FIG. 5.

Stx1 and Stx1A⁻ activate Akt in THP-1 cells. (A) THP-1 cells were stimulated with Stx1 or Stx1A⁻ for 1 to 16 h. At each time point, cell lysates were prepared and Western blotting (WB) performed using antibodies specific for phospho-Akt (S473). Blots were stripped and reprobed with antibodies recognizing total Akt for equal protein loading (bottom panel). C, lysates prepared from control cells maintained for 16 h without Stx1. Band intensities were measured by densitometry, and n-fold changes are expressed beneath each lane. (B) THP-1 cells were treated with Stx1 for 1 to 8 h. At each time point, cell lysates were prepared.
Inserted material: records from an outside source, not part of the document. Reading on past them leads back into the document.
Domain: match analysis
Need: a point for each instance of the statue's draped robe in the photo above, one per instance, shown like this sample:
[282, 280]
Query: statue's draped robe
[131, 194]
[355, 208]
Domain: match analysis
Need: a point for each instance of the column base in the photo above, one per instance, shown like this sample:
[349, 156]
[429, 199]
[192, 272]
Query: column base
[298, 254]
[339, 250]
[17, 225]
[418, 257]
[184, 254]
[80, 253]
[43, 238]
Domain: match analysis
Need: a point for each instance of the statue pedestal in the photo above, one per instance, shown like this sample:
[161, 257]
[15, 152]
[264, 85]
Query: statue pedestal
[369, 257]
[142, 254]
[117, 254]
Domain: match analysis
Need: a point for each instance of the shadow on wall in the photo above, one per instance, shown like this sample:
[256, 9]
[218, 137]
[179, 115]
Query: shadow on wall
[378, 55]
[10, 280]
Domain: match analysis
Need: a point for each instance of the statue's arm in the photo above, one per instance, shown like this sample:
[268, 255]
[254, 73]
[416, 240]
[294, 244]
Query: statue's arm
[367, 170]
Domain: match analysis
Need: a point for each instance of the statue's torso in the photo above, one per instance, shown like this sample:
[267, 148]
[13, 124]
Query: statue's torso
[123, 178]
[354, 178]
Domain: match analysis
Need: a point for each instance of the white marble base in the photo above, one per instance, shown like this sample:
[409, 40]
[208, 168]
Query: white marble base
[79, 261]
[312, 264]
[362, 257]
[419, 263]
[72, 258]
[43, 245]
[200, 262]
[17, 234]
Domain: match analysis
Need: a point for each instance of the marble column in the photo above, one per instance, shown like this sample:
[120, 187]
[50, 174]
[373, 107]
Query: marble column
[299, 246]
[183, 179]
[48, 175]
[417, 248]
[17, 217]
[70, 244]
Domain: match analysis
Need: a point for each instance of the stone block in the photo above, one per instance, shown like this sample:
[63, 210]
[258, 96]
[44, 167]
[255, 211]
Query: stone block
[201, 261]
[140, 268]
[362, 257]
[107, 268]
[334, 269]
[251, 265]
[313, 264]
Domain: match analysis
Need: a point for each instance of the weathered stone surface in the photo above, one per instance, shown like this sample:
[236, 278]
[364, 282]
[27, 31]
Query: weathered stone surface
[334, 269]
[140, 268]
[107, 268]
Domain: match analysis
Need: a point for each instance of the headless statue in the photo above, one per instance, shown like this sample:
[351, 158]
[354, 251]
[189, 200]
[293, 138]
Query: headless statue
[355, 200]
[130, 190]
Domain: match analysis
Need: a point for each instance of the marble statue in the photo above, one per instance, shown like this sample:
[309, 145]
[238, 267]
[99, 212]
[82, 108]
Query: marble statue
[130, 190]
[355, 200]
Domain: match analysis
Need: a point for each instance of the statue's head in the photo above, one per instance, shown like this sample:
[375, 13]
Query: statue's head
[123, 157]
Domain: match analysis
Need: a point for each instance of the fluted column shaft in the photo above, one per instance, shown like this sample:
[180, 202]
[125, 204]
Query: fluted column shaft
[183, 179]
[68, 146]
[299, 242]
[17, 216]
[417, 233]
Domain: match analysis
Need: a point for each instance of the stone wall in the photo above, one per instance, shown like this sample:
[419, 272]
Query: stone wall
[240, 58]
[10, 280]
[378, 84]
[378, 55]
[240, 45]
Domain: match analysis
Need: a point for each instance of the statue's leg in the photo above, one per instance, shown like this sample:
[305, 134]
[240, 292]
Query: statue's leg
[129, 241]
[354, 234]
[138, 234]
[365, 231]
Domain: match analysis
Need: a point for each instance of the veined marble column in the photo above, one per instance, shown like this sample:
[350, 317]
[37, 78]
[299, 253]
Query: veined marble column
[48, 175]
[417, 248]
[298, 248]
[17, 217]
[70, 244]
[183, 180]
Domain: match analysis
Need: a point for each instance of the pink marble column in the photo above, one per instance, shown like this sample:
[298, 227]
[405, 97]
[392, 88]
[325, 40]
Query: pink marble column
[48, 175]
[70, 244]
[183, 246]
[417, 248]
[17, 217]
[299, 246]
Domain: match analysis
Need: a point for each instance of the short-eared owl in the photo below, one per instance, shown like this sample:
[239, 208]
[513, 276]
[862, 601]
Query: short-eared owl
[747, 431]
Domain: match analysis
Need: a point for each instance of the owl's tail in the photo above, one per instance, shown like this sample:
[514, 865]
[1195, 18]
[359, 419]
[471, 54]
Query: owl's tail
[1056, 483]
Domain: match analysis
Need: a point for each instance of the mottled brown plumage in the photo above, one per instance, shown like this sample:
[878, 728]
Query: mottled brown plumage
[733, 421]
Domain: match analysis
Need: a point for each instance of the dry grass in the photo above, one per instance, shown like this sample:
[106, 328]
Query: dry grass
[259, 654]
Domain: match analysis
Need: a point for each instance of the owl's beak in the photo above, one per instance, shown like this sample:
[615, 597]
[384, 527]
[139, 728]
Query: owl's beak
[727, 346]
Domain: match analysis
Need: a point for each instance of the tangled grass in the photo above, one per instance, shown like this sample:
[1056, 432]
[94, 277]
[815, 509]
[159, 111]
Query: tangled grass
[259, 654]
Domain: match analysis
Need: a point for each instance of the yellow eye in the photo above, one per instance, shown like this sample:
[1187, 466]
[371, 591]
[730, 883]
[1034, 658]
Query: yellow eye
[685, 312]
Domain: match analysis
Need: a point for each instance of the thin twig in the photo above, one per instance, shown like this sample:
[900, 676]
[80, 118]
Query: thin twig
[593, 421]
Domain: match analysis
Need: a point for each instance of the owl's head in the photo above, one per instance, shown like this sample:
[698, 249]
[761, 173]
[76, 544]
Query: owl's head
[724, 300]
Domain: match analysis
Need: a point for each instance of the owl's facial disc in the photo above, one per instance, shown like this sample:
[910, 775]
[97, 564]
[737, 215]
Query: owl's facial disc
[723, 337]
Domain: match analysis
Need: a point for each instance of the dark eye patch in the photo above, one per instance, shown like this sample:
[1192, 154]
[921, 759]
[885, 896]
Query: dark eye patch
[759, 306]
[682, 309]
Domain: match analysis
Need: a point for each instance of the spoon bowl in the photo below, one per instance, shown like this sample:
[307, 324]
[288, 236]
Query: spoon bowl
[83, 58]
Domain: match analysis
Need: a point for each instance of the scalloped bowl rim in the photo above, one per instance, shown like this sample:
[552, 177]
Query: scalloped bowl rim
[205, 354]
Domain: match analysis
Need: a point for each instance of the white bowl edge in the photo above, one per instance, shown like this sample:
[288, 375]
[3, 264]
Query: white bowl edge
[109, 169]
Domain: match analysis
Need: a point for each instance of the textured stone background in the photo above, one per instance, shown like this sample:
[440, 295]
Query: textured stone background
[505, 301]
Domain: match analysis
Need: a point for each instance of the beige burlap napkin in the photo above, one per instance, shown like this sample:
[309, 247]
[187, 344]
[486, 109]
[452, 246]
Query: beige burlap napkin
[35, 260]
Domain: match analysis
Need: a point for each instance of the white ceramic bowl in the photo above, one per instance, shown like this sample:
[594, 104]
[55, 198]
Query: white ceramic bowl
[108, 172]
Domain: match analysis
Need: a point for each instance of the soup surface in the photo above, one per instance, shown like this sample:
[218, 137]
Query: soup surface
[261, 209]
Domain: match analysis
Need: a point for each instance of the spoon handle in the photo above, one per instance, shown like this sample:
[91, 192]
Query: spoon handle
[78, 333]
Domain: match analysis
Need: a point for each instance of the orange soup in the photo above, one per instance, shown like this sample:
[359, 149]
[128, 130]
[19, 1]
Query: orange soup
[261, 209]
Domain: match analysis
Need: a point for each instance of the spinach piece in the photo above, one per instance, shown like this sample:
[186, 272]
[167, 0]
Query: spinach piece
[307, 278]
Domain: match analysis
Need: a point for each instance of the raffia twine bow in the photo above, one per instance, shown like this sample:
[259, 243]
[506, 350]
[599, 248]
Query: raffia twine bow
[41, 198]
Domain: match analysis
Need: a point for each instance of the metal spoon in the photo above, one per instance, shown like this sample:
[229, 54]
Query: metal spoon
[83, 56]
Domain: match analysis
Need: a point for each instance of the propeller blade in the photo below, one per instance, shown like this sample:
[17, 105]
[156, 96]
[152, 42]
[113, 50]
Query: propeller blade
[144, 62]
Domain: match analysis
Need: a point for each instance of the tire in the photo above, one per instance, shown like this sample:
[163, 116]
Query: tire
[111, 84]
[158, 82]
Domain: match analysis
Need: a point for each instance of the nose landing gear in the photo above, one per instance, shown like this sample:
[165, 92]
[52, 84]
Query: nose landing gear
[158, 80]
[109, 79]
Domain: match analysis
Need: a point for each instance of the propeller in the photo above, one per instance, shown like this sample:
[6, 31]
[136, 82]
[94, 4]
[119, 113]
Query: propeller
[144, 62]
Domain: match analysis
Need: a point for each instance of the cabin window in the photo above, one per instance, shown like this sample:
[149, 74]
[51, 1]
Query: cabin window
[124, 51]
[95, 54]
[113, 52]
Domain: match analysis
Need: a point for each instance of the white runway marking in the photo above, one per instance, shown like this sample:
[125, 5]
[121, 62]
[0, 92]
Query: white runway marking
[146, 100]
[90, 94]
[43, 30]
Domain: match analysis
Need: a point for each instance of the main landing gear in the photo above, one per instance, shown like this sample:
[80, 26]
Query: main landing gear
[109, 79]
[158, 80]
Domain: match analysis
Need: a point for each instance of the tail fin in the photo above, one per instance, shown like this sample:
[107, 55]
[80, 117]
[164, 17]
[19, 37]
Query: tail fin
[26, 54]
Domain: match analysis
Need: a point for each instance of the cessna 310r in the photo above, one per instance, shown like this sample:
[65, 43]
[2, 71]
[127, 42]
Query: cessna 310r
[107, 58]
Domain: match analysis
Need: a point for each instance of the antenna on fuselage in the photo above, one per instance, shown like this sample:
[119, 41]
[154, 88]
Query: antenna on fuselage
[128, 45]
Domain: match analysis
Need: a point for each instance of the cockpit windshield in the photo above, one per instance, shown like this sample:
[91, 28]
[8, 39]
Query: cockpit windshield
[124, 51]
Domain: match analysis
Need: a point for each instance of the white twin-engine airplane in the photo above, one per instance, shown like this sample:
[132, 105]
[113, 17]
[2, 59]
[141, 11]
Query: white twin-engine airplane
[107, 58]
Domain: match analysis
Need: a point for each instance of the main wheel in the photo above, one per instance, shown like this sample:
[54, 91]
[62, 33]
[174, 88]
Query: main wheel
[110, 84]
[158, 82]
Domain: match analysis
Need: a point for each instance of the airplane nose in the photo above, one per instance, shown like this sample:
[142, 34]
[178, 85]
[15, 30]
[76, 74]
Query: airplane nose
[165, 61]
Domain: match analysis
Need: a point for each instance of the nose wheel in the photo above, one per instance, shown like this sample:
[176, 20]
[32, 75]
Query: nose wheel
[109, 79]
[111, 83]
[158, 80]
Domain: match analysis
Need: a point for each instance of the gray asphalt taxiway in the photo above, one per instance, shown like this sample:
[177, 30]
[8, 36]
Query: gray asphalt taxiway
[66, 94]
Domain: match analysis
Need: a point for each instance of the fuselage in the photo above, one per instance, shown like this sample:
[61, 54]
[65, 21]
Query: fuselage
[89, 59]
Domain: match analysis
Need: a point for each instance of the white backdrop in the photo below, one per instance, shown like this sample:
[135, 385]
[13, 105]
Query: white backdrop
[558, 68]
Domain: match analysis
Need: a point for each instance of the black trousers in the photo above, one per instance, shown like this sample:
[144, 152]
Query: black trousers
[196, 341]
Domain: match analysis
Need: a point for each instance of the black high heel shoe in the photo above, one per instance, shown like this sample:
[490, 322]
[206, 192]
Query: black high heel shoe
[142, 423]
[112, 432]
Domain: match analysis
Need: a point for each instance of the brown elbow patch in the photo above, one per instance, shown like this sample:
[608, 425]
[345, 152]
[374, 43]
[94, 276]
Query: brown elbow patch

Supernatants collected from the lysates were precleared and incubated with an anti-Akt monoclonal antibody. An Akt kinase assay was performed with the resultant immunoprecipitates using a synthetic GSK-3β fusion protein substrate in the presence of ATP. Proteins were then separated by SDS-PAGE and Western blotting performed using an antibody recognizing phospho-GSK-3β. A representative Western blot is shown in the upper panel. TCL, total cellular lysate; C, lysates from control (unstimulated) cells; IgG, negative control. The bar graph shown in the lower panel is the n-fold-induction of Akt kinase activity following Stx1 treatment of THP-1 cells derived from at least three independent experiments. Asterisks (*), significant difference (P < 0.05) for toxin treatment results versus those with control cells.